The BSP has been using moral suasion to convince banks to lend more to businesses to help in the economic recovery. They have implemented “swift, time-bound and targeted” regulatory and operational relief measures to help banks cope with the pandemic such as the relaxation of the single borrower’s limit and the reduced credit risk weights of MSME loans.
Bank credit improved mainly due to the increase in loans for production activities which grew by 3.1 percent in August from 0.8 percent in the previous month. The BSP said expansion was driven by the growth in loans for real estate activities which increased by 7.2 percent year-on-year.
Loans to the information and communication also grew by 20.3 percent; manufacturing by three percent; professional, scientific and technical activities by 89.8 percent; and transportation and storage by 9.5 percent.

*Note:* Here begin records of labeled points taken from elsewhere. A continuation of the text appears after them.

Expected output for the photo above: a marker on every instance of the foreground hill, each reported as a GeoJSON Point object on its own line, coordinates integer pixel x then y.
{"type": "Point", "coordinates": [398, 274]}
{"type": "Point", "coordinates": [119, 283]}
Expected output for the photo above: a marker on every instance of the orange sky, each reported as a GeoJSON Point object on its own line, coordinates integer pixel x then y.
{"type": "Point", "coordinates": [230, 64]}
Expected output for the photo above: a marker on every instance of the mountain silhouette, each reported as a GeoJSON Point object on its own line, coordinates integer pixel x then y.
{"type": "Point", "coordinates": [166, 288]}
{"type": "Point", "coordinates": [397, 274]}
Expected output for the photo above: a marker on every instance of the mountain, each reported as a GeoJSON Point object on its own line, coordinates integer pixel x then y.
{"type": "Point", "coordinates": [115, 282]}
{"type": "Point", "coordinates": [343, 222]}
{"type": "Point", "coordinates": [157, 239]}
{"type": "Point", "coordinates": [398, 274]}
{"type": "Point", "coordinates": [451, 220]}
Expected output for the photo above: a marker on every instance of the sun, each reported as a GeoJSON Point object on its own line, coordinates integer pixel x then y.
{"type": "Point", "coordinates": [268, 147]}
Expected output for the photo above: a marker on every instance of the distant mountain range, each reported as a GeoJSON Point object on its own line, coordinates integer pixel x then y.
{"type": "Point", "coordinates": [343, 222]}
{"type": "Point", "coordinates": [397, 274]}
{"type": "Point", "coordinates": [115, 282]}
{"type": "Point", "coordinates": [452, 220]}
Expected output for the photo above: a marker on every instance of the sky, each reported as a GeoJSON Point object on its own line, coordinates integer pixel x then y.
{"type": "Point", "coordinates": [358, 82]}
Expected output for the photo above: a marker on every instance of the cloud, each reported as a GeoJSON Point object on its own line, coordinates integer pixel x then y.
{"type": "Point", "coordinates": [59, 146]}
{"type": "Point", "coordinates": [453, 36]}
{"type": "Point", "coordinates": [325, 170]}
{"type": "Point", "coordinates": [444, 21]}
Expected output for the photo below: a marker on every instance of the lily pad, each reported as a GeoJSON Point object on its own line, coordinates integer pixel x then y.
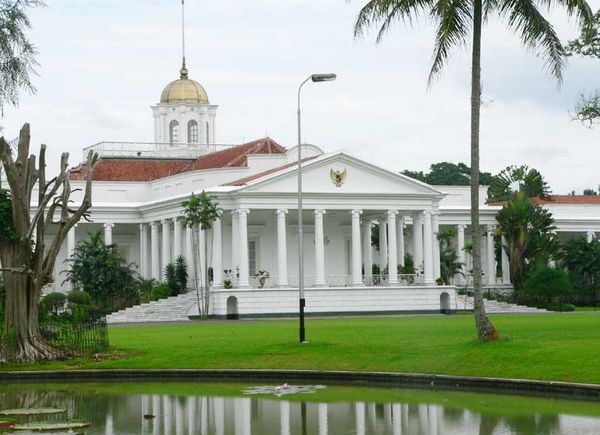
{"type": "Point", "coordinates": [5, 422]}
{"type": "Point", "coordinates": [48, 433]}
{"type": "Point", "coordinates": [283, 390]}
{"type": "Point", "coordinates": [31, 411]}
{"type": "Point", "coordinates": [49, 426]}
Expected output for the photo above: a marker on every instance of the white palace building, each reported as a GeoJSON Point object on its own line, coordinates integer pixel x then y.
{"type": "Point", "coordinates": [137, 203]}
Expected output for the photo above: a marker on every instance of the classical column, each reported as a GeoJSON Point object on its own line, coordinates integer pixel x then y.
{"type": "Point", "coordinates": [360, 418]}
{"type": "Point", "coordinates": [428, 248]}
{"type": "Point", "coordinates": [282, 278]}
{"type": "Point", "coordinates": [396, 419]}
{"type": "Point", "coordinates": [383, 248]}
{"type": "Point", "coordinates": [590, 235]}
{"type": "Point", "coordinates": [400, 236]}
{"type": "Point", "coordinates": [243, 248]}
{"type": "Point", "coordinates": [505, 263]}
{"type": "Point", "coordinates": [71, 243]}
{"type": "Point", "coordinates": [319, 249]}
{"type": "Point", "coordinates": [322, 412]}
{"type": "Point", "coordinates": [356, 260]}
{"type": "Point", "coordinates": [108, 233]}
{"type": "Point", "coordinates": [461, 251]}
{"type": "Point", "coordinates": [235, 245]}
{"type": "Point", "coordinates": [491, 257]}
{"type": "Point", "coordinates": [166, 248]}
{"type": "Point", "coordinates": [217, 254]}
{"type": "Point", "coordinates": [436, 245]}
{"type": "Point", "coordinates": [154, 251]}
{"type": "Point", "coordinates": [189, 254]}
{"type": "Point", "coordinates": [418, 240]}
{"type": "Point", "coordinates": [392, 246]}
{"type": "Point", "coordinates": [143, 250]}
{"type": "Point", "coordinates": [177, 238]}
{"type": "Point", "coordinates": [368, 252]}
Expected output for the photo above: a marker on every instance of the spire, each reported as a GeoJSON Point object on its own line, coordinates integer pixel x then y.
{"type": "Point", "coordinates": [183, 71]}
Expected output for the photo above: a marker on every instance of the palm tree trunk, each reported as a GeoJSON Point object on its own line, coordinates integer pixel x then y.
{"type": "Point", "coordinates": [485, 329]}
{"type": "Point", "coordinates": [195, 248]}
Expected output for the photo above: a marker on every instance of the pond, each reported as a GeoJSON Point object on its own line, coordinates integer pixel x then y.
{"type": "Point", "coordinates": [172, 408]}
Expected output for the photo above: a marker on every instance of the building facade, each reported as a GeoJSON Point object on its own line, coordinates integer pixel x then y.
{"type": "Point", "coordinates": [253, 249]}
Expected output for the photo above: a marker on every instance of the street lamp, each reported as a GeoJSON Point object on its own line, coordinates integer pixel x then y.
{"type": "Point", "coordinates": [314, 78]}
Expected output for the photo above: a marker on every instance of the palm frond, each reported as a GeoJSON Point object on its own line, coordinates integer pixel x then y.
{"type": "Point", "coordinates": [385, 12]}
{"type": "Point", "coordinates": [536, 32]}
{"type": "Point", "coordinates": [455, 18]}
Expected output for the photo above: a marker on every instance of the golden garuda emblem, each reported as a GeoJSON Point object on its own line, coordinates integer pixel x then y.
{"type": "Point", "coordinates": [338, 177]}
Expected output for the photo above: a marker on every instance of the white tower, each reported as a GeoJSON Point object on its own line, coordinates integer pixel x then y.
{"type": "Point", "coordinates": [184, 114]}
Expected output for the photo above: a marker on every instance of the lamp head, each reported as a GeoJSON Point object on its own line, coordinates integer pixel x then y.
{"type": "Point", "coordinates": [323, 77]}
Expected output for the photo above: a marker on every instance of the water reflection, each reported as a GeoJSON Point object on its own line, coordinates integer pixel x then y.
{"type": "Point", "coordinates": [162, 414]}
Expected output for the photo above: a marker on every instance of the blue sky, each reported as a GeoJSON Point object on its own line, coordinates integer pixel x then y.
{"type": "Point", "coordinates": [104, 62]}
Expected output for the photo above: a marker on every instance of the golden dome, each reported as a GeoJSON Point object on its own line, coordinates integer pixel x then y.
{"type": "Point", "coordinates": [184, 90]}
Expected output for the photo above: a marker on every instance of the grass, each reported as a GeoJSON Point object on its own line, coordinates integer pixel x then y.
{"type": "Point", "coordinates": [561, 347]}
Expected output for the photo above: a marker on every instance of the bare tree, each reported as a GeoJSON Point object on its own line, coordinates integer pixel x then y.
{"type": "Point", "coordinates": [27, 263]}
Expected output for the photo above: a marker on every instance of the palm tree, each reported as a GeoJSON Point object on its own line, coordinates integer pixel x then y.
{"type": "Point", "coordinates": [455, 19]}
{"type": "Point", "coordinates": [200, 212]}
{"type": "Point", "coordinates": [527, 229]}
{"type": "Point", "coordinates": [513, 179]}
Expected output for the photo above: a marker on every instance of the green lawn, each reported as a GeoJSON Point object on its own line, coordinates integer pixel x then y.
{"type": "Point", "coordinates": [552, 347]}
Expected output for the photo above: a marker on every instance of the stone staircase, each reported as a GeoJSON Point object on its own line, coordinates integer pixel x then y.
{"type": "Point", "coordinates": [496, 307]}
{"type": "Point", "coordinates": [173, 309]}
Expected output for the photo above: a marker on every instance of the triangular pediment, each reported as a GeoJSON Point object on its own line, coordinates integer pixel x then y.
{"type": "Point", "coordinates": [339, 173]}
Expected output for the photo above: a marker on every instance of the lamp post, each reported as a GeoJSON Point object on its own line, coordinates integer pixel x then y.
{"type": "Point", "coordinates": [314, 78]}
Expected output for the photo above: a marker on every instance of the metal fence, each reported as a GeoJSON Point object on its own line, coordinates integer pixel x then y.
{"type": "Point", "coordinates": [67, 338]}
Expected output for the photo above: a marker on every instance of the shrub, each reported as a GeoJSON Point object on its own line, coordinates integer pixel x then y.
{"type": "Point", "coordinates": [52, 304]}
{"type": "Point", "coordinates": [549, 285]}
{"type": "Point", "coordinates": [161, 291]}
{"type": "Point", "coordinates": [79, 297]}
{"type": "Point", "coordinates": [560, 307]}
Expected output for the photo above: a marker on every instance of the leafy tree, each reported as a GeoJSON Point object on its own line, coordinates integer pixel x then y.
{"type": "Point", "coordinates": [17, 53]}
{"type": "Point", "coordinates": [587, 109]}
{"type": "Point", "coordinates": [449, 174]}
{"type": "Point", "coordinates": [515, 179]}
{"type": "Point", "coordinates": [28, 265]}
{"type": "Point", "coordinates": [449, 264]}
{"type": "Point", "coordinates": [455, 21]}
{"type": "Point", "coordinates": [181, 273]}
{"type": "Point", "coordinates": [101, 271]}
{"type": "Point", "coordinates": [200, 212]}
{"type": "Point", "coordinates": [420, 176]}
{"type": "Point", "coordinates": [582, 260]}
{"type": "Point", "coordinates": [177, 276]}
{"type": "Point", "coordinates": [528, 230]}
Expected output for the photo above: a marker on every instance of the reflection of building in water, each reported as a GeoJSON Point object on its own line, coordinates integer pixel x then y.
{"type": "Point", "coordinates": [180, 415]}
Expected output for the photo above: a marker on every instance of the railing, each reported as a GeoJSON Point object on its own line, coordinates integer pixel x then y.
{"type": "Point", "coordinates": [153, 150]}
{"type": "Point", "coordinates": [66, 337]}
{"type": "Point", "coordinates": [334, 280]}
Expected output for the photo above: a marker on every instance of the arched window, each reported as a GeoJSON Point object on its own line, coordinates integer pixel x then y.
{"type": "Point", "coordinates": [173, 132]}
{"type": "Point", "coordinates": [193, 131]}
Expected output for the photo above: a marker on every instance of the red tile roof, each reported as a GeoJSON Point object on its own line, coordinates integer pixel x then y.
{"type": "Point", "coordinates": [236, 156]}
{"type": "Point", "coordinates": [137, 169]}
{"type": "Point", "coordinates": [131, 169]}
{"type": "Point", "coordinates": [246, 180]}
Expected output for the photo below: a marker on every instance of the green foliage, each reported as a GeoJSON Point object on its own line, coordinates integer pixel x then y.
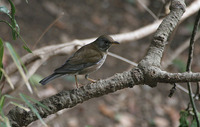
{"type": "Point", "coordinates": [16, 60]}
{"type": "Point", "coordinates": [194, 121]}
{"type": "Point", "coordinates": [34, 79]}
{"type": "Point", "coordinates": [13, 23]}
{"type": "Point", "coordinates": [1, 57]}
{"type": "Point", "coordinates": [32, 108]}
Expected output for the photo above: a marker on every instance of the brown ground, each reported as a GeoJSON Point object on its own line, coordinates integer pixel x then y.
{"type": "Point", "coordinates": [140, 106]}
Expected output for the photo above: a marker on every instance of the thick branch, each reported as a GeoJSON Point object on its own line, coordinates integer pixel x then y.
{"type": "Point", "coordinates": [68, 99]}
{"type": "Point", "coordinates": [147, 72]}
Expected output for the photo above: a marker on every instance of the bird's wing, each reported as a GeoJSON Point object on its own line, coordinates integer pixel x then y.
{"type": "Point", "coordinates": [85, 57]}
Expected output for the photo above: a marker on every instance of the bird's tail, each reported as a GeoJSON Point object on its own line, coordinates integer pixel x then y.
{"type": "Point", "coordinates": [49, 78]}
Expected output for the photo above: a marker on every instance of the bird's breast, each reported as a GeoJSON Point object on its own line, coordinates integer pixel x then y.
{"type": "Point", "coordinates": [93, 67]}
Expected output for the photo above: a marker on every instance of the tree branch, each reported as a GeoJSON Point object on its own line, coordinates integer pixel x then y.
{"type": "Point", "coordinates": [148, 72]}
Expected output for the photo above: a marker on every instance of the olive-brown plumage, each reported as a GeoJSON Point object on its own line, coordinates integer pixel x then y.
{"type": "Point", "coordinates": [87, 59]}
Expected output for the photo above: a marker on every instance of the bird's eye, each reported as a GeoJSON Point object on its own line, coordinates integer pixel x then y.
{"type": "Point", "coordinates": [106, 42]}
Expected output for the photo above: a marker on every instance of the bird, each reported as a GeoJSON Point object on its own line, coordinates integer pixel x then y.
{"type": "Point", "coordinates": [85, 60]}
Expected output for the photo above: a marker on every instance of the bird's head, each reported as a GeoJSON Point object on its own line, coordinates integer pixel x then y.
{"type": "Point", "coordinates": [104, 42]}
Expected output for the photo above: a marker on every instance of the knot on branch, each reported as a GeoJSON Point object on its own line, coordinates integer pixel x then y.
{"type": "Point", "coordinates": [149, 72]}
{"type": "Point", "coordinates": [178, 5]}
{"type": "Point", "coordinates": [137, 75]}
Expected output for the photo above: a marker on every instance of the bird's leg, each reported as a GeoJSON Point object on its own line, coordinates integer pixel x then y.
{"type": "Point", "coordinates": [77, 86]}
{"type": "Point", "coordinates": [92, 80]}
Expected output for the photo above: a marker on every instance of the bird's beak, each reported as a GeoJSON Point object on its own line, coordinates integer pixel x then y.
{"type": "Point", "coordinates": [115, 42]}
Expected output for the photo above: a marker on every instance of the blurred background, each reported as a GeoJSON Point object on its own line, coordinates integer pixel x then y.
{"type": "Point", "coordinates": [140, 106]}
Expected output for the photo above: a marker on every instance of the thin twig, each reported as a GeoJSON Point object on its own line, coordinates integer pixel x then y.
{"type": "Point", "coordinates": [189, 63]}
{"type": "Point", "coordinates": [148, 10]}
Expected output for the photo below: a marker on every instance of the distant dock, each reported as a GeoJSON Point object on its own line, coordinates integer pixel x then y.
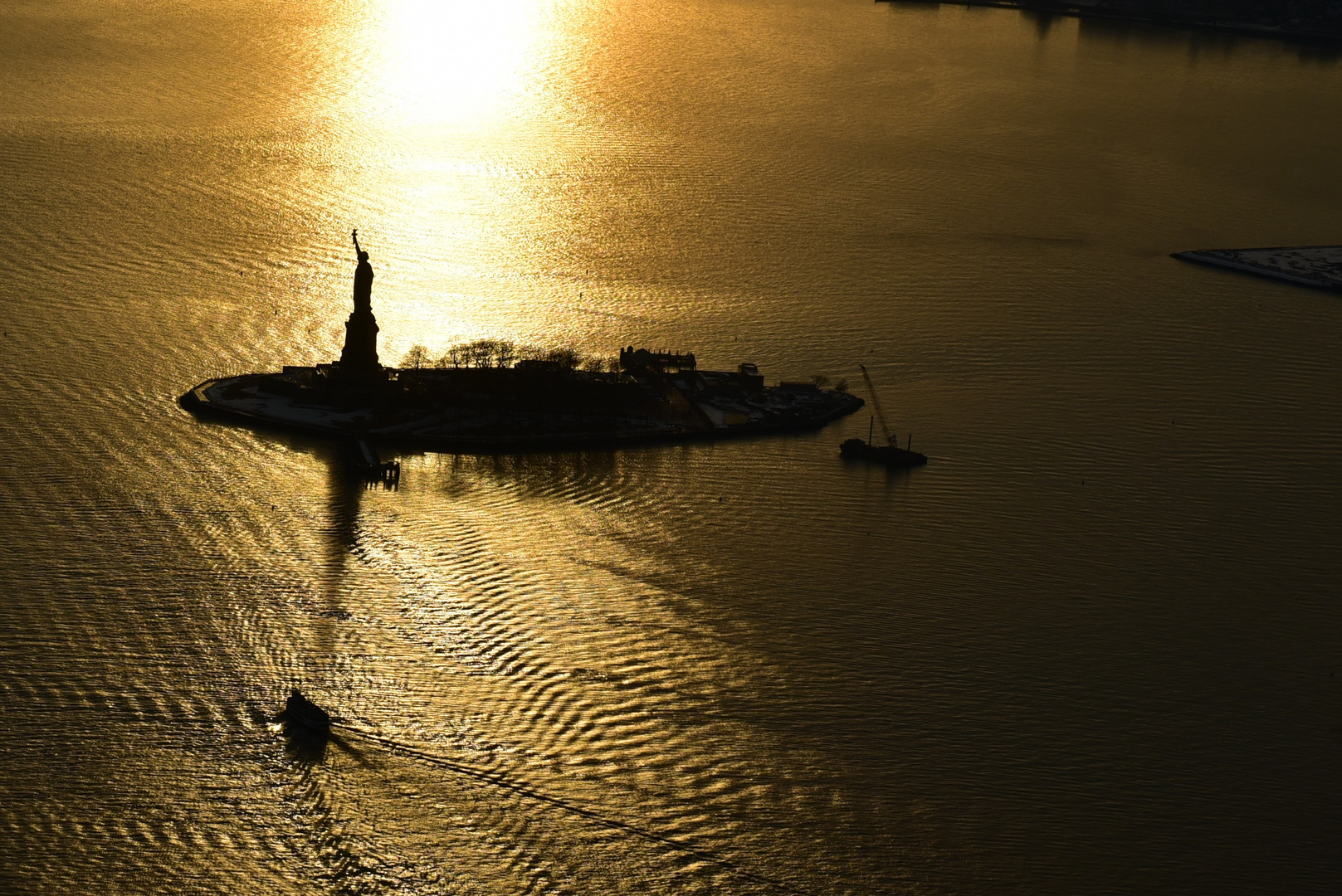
{"type": "Point", "coordinates": [1317, 265]}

The central bank noted that consumer loans to residents remained subdued due to the continued decline in motor vehicle and credit card loans. It contracted by 8.1 percent in August from an 8.2-percent decrease in July.
BSP data also showed that outstanding loans to residents, net of RRPs, rose by two percent in August after decreasing by 0.1 percent in July while outstanding loans to non-residents fell at a softer rate of 16.6 percent after falling by 17.4 percent in the previous month.
Bank reprieves during the pandemic also include the staggered booking of allowance for credit losses and the counting of MSME loans as compliance to the reserve requirement.
Based on the BSP’s latest survey of bank loan officers, credit standards remained on the cautious side because of “decreased tolerance for risk” during the pandemic. There was also a “deterioration in the profiles of borrowers” amid an uncertain economic outlook leading to reduced credit line sizes, stricter collateral requirements and loan covenants, as well as increased use of interest rate floors, said the BSP.